On Jessica being chastised after the Gom Jabbar test:
Reverend Mother- "
You chose to train him in the Way, in defiance of our rule. He wields our power. He had to be tested to the limits. So much potential, wasted in a male. You were told to bear only daughters." 
Anabelle- “How is she supposed to control that. What…”
The Reverend Mother- "But you, in your pride, thought you could produce the Kwisatz Haderach."
Anabelle- “The WHAT!?!? There’s a ‘Z!?!’ That’s how you spell that?!?!?
Anyway, they can control that?
Why’d she have a boy? To make the kwizy blah blah blah?”
 
On the arrival of the Atreides clan to Arrakis:
Anabelle- “Sand. There’s gonna be a lot of that there.
Oh, the demanding the water at breakfast makes more sense now.
They should invest in sunglasses.
Tim is playing a Spanish man now.”
*Does her own impression of the Atreides family bagpipes*
 
On Thifur Hawat being mentioned for the first time:
Anabelle- “That’s his name? And over here is still Duncan Idaho.”
 
On the first appearance of the Ornithopters:
Anabelle- *Flaps arms wildly in an Impression*
“They’re so stupid.”
 
On the Arrakis architecture:
Anabelle- “The whole planet is brown. They should have used other colors on the buildings.”
 
On the sacred trees outside the compound:
Anabelle- “Are they robot trees with disco settings? Like the Lorax.”
 
On Paul watching the hologram about Arrakis information:
Hologram- “Sandworms can reach 400 meters long…”
Anabelle- “Whoah, that is a lot of meters.”
*Hologram demonstrates the Fremen non-rhythmic sand walk*
Anabelle- *Stares blankly* “Did you see that?”
*Hologram shows a small desert animal in a bush*
Anabelle- “A mouse.”
Me- “Muad’Dib.”
Anabelle- *Smacks me* “Why does it have a name?”
Me- “You’ll see.”
Anabelle- *smacks me again* “This is your fault.”
 
On the introduction to the Harkonens:
*Their weird contortionist pet is shown*
Anabelle- “What was that?!?
We didn’t need to see that!”
*The Baron rises dramatically*
Anabelle- “Is he gonna sing.”
*The Baron starts hovering*
Anabelle- “WHAT? What? What? What?”

On Duncan's report:
Paul- "How big was the place?"
Duncan- "I’d say 10,000 people. And there are hundreds of sietches."
Paul- "Millions of Fremen. You were right."
Anabelle- “Well, yeah. It’s their planet.
Duncan- "The Harkonnen estimate was 50,000 on the whole planet.
Anabelle- "Morons."

 
On the official ceremony of the Atreides taking over Arrakis:
*Stilgar approaches Paul at the table*
Gurney- "Stop there. Hey! Hey!"
Anabelle- “I take it back he’s annoying.”
*Stilgar spits on the table*
Duncan- "Hold. Thank you Stilgar for the gift of your body's moisture. We accept it in the spirit in which it was given."
*Documents are read and conditions are argued*
Paul- "The Emperor has given me Arrakis as my fief to rule and protect..."
Anabelle- “I have a problem with ‘fief.’
So …
So far, I hate everyone.
*Thoughtful pause*
No, I kinda like Idaho man. He’s weird but not insufferable…
And that guy who spit on the table”
 

4 comments:

longbow said...

Bullfighting not till the 3rd book. Keep going!

Jeff McGinley said...

I haven't reached that one in the re-read yet so I looked it up and found this exchange:
"According to the Dune Encyclopedia, Thufir Hawat set up a breeding program to produce high-quality fighting bulls.
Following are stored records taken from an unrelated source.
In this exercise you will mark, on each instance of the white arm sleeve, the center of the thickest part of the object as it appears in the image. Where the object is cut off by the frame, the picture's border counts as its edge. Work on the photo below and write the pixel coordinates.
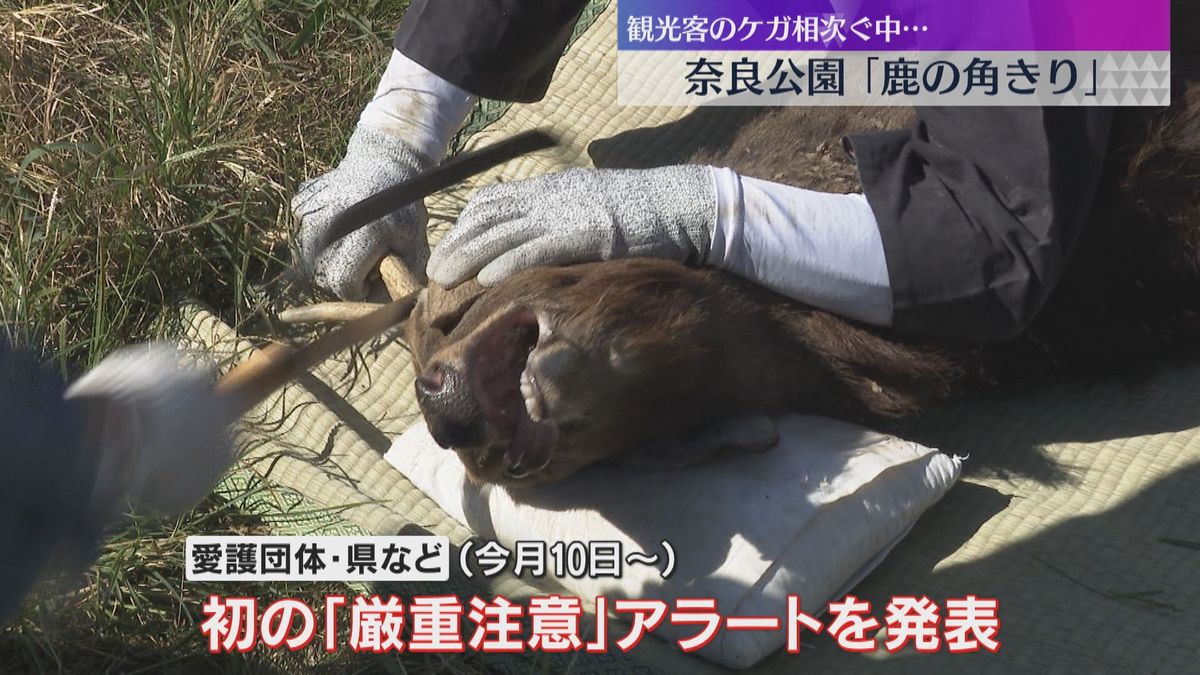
(417, 106)
(819, 248)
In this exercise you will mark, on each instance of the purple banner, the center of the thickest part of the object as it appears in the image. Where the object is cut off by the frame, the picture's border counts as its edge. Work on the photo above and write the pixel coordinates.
(895, 25)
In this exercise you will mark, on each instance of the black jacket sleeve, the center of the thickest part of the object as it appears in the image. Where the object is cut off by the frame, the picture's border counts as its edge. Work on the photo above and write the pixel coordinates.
(978, 210)
(503, 49)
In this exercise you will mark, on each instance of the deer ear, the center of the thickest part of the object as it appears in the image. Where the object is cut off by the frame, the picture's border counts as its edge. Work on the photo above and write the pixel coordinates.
(751, 434)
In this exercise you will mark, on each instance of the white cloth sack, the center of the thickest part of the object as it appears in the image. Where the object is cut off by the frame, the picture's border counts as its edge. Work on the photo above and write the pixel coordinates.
(811, 517)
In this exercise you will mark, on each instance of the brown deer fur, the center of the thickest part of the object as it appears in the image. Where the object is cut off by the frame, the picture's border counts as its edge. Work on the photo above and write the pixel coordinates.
(655, 362)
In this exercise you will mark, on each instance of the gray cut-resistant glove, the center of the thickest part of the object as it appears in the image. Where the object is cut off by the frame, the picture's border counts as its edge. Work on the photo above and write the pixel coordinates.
(580, 215)
(373, 160)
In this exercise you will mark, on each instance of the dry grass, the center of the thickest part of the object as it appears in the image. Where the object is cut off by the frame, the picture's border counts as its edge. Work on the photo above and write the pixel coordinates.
(148, 151)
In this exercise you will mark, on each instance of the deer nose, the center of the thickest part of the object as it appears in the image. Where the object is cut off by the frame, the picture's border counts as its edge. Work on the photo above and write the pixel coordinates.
(451, 412)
It worked too well apparently..."

"Was Thufir's end goal to eventually breed the cow Kwisatz Haderach? The cow who can be in many fields at once?"

"Moo- addib"

longbow said...

As I age, I get my brain exercise by talking the long walk with my mind legs to end of your comedy obstacle courses

Jeff McGinley said...

Glad to provide such a valuable service. Thanx for playing the home game.